For a glimpse of how our national debate on monetary policy has progressed, feature the comments the other day of Congressman Jerrold Nadler. They appeared in an interview with capitalnewyork.com. The congressman, a leading figure among the Democrats, wants the Federal Reserve to use what he insists is “specific statutory authority” to “”make a platinum coin for one trillion dollars.” He wants the Fed to deposit said coin in the Treasury, which would then use it to pay its bills in the event that the Congress refuses to raise the debt ceiling. “I’m being absolutely serious,” Capital quotes the congressman as saying. “It sounds silly but it’s absolutely legal.”

Well, up to a point. The statutory authority to which he is referring seems to be part of the U.S. Code enacted to enable the Treasury Secretary to authorize the issuance in any denomination of commemorative coins of platinum bullion. If anyone had told the worthy members that such authority would be used to issue a single slug against which the Treasury would spend $1 trillion, why the entire House would have keeled over in a dead faint. “It would normally not be proper to consider such a thing,” Mr. Nadler is quoted as conceding to Capital, “except when you’re faced with blackmail to destroy the country’s economy, you have to consider things.”

The blackmail to which Mr. Nadler is referring is the reluctance of the constitutionalist faction in Congress to raise the debt ceiling. Mr. Nadler is saying in effect, “Let me borrow more money or I’ll resort to methods that would normally not be proper.” It may sound sinister or absurd or simply unworthy of a legislator. Yet it’s no less absurd than the current system, in which money is issued with no reference at all to anything of value. The government is not required to redeem Federal Reserve Notes with either gold or silver, the constitutional specie. At least with the platinum coin trick, the dollar would be backed with a few atoms of platinum.

Only in theory, however. Under current law, scrip issued against the platinum coin would be redeemable not in atoms of platinum — a grayish element — but in what is called “lawful money.” Which turns out to be slugs made of base metal and more scrip issued by the Fed. This is the regime of fiat money to which the Congress defaulted after the collapse of the Bretton Woods system, in which our governments were required to redeem in gold dollars presented by foreign governments. It was abandoned in the early 1970s, when the value of a dollar was nearly 47 times the 1,630th of an ounce of gold at which it is valued today.

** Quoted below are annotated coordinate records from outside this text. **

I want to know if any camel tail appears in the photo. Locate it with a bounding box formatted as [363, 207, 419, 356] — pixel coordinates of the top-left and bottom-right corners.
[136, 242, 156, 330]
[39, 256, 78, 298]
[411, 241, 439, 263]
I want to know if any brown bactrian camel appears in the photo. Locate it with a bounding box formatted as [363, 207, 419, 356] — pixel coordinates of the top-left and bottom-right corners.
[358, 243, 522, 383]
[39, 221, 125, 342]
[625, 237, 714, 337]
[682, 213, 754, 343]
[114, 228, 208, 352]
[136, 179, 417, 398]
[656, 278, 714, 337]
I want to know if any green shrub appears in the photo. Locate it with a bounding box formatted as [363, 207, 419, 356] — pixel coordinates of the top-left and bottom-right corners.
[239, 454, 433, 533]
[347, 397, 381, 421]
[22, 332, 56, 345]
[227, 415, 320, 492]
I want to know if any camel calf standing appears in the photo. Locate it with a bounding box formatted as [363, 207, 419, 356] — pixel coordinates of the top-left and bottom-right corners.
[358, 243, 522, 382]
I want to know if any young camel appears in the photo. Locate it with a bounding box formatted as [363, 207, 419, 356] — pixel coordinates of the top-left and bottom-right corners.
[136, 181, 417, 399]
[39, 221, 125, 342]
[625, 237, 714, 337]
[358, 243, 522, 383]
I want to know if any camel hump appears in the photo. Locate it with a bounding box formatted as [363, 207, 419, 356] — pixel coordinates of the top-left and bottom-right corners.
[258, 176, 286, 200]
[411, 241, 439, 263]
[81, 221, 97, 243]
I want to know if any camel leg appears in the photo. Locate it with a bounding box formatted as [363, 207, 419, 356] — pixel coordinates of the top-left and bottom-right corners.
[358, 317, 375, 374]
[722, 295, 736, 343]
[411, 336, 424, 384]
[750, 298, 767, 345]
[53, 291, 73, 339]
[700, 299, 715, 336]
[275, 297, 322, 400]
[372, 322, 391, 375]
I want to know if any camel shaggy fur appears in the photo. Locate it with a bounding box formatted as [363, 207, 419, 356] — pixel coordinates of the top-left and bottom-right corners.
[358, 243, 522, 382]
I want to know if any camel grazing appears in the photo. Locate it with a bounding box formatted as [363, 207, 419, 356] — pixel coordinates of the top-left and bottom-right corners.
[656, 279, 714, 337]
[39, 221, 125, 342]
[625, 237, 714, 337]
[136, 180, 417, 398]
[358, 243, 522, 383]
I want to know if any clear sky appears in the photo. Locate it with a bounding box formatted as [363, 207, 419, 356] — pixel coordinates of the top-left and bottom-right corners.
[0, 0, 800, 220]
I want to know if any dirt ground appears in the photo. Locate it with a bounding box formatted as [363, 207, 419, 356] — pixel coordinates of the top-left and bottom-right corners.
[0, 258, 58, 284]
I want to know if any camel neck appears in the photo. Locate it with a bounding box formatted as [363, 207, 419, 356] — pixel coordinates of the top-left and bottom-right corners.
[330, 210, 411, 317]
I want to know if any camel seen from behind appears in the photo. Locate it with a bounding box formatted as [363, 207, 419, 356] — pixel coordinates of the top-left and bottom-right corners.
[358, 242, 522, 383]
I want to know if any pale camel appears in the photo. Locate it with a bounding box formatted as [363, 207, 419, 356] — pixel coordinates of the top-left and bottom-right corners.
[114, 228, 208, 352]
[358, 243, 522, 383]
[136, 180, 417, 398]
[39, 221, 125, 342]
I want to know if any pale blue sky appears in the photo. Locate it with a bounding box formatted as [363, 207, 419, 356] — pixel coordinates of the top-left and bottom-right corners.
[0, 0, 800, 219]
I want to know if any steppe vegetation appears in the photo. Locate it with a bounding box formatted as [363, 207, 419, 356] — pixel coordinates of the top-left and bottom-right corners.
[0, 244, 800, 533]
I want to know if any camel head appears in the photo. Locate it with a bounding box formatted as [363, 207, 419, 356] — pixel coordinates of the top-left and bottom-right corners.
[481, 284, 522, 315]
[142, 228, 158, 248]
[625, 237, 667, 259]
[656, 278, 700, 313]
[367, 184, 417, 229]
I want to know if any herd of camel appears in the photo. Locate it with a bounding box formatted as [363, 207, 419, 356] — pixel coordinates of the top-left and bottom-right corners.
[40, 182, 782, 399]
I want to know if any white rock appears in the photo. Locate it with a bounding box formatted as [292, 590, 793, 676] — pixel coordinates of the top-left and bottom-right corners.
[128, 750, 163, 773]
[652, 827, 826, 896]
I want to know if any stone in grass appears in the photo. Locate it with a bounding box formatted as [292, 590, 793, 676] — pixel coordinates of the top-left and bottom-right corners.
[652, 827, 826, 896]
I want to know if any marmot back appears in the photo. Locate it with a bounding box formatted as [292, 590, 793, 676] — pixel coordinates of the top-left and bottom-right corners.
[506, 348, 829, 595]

It strikes us that this is the missing element in the grand bargain President Obama keeps talking about. This elusive bargain is supposedly a deal that would comprise both spending and taxes. But how can one resolve spending and taxes without also making a deal to end the era of fiat money? It is fiat money — issued without any reference to specie — that enables the Fed to cover the government’s deficits, while the government resorts to Congress only on such occasions when the debt ceiling is reached. It’s a dodge every bit as improper as the coin trick about which Congressman Nadler has said he’s “absolutely serious.”